In the simplest version of PDQ's scheme, there was one such instruction for each worker, which was performed repeatedly. There was also a restriction that no two workers would take things from the same basket, and that no two workers would put things into the same basket. Certain workers had the job of taking things from PDQ and placing them in the appropriate baskets, while others had the job of taking things from certain baskets and giving them to PDQ. In modern terms we would think of these workers as providing the inputs to and outputs from the system.

A typical run of the APE would proceed as follows. First, a list of instructions was made up; then a big enough room, with sufficient desks and baskets was found, and the instructions were handed out to the workers. PDQ then gave the `input' workers some data, and sat back and waited for the results from the `output' workers; upon receiving this, everyone was sent home.
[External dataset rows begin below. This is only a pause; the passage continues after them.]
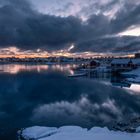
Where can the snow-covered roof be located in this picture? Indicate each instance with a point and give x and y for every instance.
(136, 60)
(120, 61)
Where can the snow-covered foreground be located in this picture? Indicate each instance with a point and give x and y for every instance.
(76, 133)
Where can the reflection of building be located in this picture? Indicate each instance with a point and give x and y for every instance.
(137, 55)
(118, 82)
(122, 64)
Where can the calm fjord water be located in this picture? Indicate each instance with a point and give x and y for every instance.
(45, 95)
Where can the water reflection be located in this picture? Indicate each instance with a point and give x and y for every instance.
(16, 68)
(48, 97)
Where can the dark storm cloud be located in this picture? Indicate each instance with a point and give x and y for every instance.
(124, 44)
(26, 28)
(23, 27)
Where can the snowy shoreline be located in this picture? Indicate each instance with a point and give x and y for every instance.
(75, 133)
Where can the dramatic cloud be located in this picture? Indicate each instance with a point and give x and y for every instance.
(23, 26)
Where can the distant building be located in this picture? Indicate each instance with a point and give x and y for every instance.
(137, 55)
(122, 64)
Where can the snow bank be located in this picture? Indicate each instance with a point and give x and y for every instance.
(76, 133)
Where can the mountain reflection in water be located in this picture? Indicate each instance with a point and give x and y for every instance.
(45, 95)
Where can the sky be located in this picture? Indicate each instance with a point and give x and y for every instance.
(69, 27)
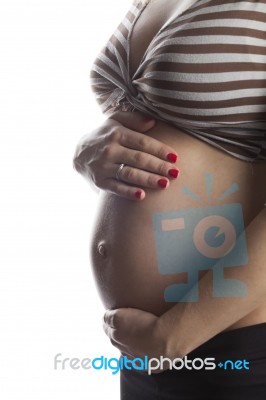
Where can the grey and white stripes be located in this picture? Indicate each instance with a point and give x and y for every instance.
(204, 72)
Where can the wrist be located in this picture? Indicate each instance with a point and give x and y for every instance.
(170, 344)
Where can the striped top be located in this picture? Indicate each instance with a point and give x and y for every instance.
(204, 72)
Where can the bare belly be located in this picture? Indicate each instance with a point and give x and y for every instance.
(128, 250)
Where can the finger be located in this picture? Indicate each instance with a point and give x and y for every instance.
(142, 161)
(136, 176)
(147, 144)
(123, 190)
(136, 121)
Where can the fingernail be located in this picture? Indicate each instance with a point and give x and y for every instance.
(147, 119)
(138, 194)
(173, 173)
(162, 183)
(172, 157)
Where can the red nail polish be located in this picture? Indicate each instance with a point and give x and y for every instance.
(138, 194)
(162, 183)
(172, 157)
(147, 119)
(173, 173)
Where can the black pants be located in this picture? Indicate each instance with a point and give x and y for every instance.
(247, 343)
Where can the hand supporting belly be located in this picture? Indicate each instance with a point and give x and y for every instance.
(140, 261)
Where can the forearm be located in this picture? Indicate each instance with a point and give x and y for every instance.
(189, 324)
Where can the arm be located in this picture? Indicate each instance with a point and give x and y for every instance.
(188, 325)
(191, 324)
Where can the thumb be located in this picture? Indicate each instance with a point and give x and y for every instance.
(135, 121)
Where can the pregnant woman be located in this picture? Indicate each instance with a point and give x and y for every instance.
(178, 251)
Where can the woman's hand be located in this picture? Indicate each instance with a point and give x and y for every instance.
(148, 162)
(135, 333)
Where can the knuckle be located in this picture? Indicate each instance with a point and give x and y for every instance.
(162, 168)
(128, 174)
(151, 180)
(143, 142)
(162, 151)
(115, 135)
(139, 157)
(108, 150)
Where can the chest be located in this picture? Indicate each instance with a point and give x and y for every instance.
(155, 15)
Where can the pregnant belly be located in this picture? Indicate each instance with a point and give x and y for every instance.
(146, 254)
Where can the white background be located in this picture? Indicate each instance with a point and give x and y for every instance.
(48, 301)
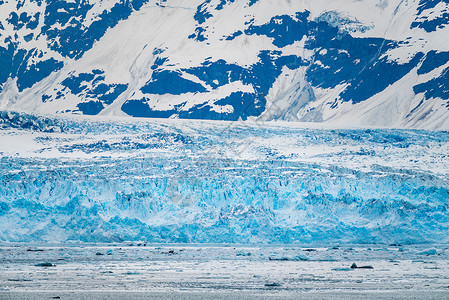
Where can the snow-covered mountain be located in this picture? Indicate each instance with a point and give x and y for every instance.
(357, 62)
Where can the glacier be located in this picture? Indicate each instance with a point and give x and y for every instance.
(185, 181)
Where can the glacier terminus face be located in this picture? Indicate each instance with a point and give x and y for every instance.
(219, 182)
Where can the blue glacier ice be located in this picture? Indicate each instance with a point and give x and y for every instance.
(220, 182)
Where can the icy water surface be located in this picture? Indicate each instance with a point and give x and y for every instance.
(145, 271)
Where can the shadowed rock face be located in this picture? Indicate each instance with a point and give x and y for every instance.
(228, 60)
(219, 182)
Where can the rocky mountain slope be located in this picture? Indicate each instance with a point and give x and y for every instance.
(346, 62)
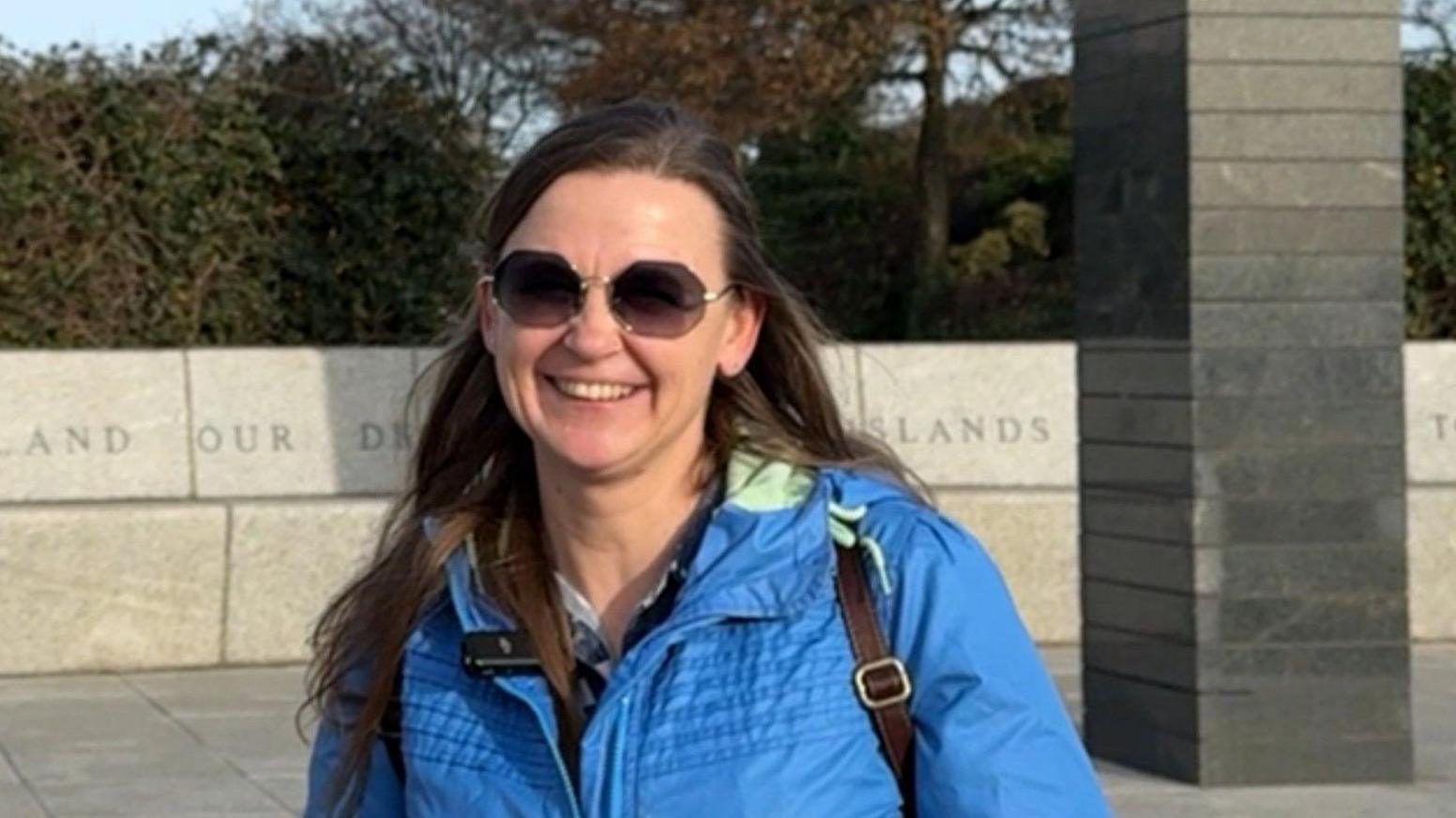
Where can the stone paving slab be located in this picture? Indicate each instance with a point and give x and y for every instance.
(223, 743)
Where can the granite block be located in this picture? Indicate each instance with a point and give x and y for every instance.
(1303, 136)
(1297, 230)
(1232, 667)
(1305, 571)
(287, 561)
(1130, 50)
(1165, 421)
(94, 425)
(279, 422)
(1302, 709)
(1297, 279)
(1279, 522)
(1145, 469)
(1128, 514)
(1287, 472)
(1113, 736)
(1100, 18)
(1342, 617)
(1232, 184)
(1120, 321)
(1149, 612)
(1139, 657)
(1258, 572)
(1128, 90)
(1321, 325)
(1297, 38)
(1245, 422)
(1335, 374)
(1147, 142)
(1310, 760)
(999, 415)
(1160, 706)
(1124, 561)
(1284, 87)
(111, 587)
(1136, 372)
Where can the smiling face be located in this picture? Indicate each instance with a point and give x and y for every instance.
(596, 399)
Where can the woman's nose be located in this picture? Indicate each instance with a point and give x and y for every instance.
(594, 330)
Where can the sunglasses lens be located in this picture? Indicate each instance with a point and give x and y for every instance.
(659, 298)
(536, 288)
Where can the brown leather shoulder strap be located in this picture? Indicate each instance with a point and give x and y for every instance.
(881, 680)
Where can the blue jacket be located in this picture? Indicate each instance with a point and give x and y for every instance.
(740, 704)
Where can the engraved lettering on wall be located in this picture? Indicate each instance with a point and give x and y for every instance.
(61, 441)
(965, 430)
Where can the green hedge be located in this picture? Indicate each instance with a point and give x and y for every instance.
(229, 191)
(296, 189)
(1430, 200)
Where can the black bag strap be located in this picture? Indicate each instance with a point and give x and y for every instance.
(881, 680)
(390, 723)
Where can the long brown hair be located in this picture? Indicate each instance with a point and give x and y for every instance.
(472, 457)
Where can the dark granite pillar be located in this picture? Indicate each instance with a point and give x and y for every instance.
(1242, 467)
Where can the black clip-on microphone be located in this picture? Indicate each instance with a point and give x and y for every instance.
(491, 652)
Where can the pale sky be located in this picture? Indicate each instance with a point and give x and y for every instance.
(36, 25)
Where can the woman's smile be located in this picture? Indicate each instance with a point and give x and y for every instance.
(593, 390)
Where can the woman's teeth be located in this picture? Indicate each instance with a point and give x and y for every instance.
(588, 390)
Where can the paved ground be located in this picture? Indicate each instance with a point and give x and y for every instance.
(221, 743)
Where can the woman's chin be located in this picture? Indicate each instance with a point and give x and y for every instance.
(590, 456)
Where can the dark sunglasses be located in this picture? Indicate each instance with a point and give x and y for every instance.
(648, 297)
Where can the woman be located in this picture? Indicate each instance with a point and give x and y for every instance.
(617, 581)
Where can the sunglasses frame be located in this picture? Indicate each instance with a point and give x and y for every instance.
(585, 281)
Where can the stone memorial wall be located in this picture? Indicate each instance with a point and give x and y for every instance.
(169, 508)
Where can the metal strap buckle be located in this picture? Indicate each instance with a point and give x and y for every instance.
(862, 683)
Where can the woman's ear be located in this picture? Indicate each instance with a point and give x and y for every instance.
(744, 322)
(488, 321)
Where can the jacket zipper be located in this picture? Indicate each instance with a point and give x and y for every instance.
(555, 751)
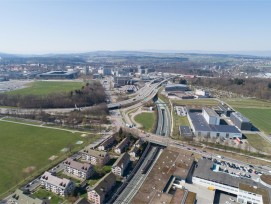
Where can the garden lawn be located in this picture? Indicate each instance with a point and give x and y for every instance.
(24, 149)
(259, 143)
(195, 102)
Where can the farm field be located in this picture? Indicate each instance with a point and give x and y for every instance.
(258, 143)
(48, 87)
(26, 149)
(196, 102)
(248, 103)
(261, 118)
(147, 120)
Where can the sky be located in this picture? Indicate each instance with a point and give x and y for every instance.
(64, 26)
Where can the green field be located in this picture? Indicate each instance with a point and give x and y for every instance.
(248, 103)
(47, 87)
(261, 118)
(42, 193)
(25, 149)
(258, 143)
(196, 102)
(147, 120)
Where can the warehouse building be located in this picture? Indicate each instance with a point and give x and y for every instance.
(240, 121)
(202, 128)
(176, 87)
(226, 110)
(60, 75)
(185, 131)
(107, 70)
(123, 80)
(210, 116)
(246, 190)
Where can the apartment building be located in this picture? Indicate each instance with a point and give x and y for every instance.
(18, 197)
(98, 192)
(95, 157)
(77, 169)
(122, 145)
(120, 165)
(133, 151)
(56, 185)
(107, 143)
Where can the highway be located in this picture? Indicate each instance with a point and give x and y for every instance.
(146, 93)
(131, 189)
(163, 129)
(164, 119)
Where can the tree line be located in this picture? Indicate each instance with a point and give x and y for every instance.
(88, 95)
Alas, the concept of testing, not to mention "alpha" and "beta" releases, had not yet been developed, and PDQ's first major program, intended to calculate potato futures, contained some serious bugs; also, some of his workers were not entirely reliable. During a demonstration for the Royal Academy some of the workers, faced with empty baskets, fell asleep; others became restless and began writing whatever they pleased and placing the results in random baskets; a few pelted their fellows with spit-wads made from the paper slips. PDQ's sponsors were unimpressed by his attempt at office automation, and he disappeared into historical obscurity, grinding gears for his more famous brother.

The Project

PDQ was actually onto something, and his reputation is sorely in need of rehabilitation. To help with this, and to pass the class, you are to write a program "wp" (for worker process) that acts as one of PDQ's workers, communicating via queues that implement the baskets. With a bit of care, your worker processes will be more reliable that PDQ's, and will never pelt their fellows with unexpected surprises.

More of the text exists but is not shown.